Portuguese army officer (1774–1826)

Sebastião José de Arriaga Brum da Silveira (1774–1826) was a Portuguese military commander.

==Early career==
Arriaga enlisted at the age of nineteen as an ensign in the Infantry company of Fortaleza de Santa Cruz, Faial Island, in The Azores, later transferring to Artillery.

==Peninsular War==

As a captain, Arriaga commanded one of the two batteries brigaded under Major Alexander Dickson that accompanied Beresford's Army to Estremadura, and saw action at the Battle of Albuera (16 May 1811). The following September–October, his company was one of the two Portuguese Artillery companies that formed part of Hill's forces, together with Lefebure's RHA Troop, Hawker's and Meadows's Royal Artillery Companies.

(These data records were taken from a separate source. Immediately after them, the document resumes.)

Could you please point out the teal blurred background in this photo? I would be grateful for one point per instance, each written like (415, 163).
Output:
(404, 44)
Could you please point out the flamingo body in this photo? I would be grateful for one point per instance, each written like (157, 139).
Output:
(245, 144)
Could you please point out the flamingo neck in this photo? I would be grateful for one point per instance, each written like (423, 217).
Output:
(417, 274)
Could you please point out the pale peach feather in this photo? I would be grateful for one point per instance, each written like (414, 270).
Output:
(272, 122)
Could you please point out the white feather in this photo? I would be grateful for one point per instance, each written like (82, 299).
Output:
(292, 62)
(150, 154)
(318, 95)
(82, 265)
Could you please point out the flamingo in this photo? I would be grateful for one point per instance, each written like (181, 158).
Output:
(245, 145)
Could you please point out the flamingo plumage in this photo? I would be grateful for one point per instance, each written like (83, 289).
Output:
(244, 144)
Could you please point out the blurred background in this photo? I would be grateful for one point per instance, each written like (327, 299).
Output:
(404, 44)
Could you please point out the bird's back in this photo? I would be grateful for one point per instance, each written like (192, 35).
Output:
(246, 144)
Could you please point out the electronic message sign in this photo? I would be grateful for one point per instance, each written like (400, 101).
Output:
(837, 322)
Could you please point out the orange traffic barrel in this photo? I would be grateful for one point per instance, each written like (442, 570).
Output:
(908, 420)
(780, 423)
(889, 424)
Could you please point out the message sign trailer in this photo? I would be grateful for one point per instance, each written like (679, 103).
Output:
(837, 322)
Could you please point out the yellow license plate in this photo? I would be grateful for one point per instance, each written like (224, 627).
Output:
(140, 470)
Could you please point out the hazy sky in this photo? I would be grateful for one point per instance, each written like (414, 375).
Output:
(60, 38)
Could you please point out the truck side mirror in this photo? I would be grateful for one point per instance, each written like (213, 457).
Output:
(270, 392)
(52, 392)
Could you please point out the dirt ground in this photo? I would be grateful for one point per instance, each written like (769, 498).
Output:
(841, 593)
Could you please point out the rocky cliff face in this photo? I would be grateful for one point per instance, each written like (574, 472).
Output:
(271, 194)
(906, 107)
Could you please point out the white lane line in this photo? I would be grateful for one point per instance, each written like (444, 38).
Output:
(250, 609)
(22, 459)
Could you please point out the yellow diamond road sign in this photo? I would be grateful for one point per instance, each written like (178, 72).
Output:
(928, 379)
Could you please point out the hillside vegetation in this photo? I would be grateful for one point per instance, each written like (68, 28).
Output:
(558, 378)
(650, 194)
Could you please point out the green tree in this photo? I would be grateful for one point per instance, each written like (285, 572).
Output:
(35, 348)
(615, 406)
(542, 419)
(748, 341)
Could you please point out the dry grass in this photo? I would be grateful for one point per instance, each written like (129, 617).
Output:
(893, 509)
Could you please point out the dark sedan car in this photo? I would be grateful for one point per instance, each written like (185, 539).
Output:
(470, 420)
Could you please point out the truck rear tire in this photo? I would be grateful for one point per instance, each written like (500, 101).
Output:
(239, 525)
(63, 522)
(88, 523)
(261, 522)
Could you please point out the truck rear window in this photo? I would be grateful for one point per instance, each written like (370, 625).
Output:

Major Arriaga's 24-pounder howitzer battery, belonging to the 1st (Lisbon) Regiment, formed part of the Artillery Reserve, and accompanied Wellington's own army to the siege of Badajoz (16 March – 6 April 1812), Salamanca (22 July 1812), and the siege of Burgos (19 September – 21 October 1812).

Arriaga's Portuguese artillery company, together with Glubb's British company, and who brought with them six 24-pounder howitzers, a pontoon train, and wagons carrying some 30-foot ladders for escalading work, were attached to Dickson's detachment for the raid at Battle of Almaraz (May 1812).

For his action at the Battle of Vitoria (21 June 1813), Major Arriaga, commanding the 1st Artillery Brigade, was mentioned in dispatches by the Commander of the Portuguese Artillery, Lieutenant colonel Dickson, Wellington's "most trusted artillery officer", for making "good and accurate fire" and averaging fifteen shots per gun.

Arriaga's 1st Brigade took part in the Siege of San Sebastián (7 July – 8 September 1813) as part of Dickson's siege artillery, and was again mentioned in dispatches by Dickson.

Arriaga later saw action the Battles of the Nive (9–13 December 1813 and was again mentioned in dispatches by Dickson.

Now a lieutenant colonel, Arriaga served under Lieutenant colonel Victor von Arentschild, commander of the Artillery Brigades, at the Battle of Toulouse (1814).

==Post-war period==
From 1815 to 1821, Arriaga was the military governor of São Miguel Island and later, as a brigadier, and until his death, the governor of Lisbon's Fort of São Julião da Barra.

==Family==
Arriaga was the grandfather of Manuel de Arriaga, the first elected president of the First Portuguese Republic.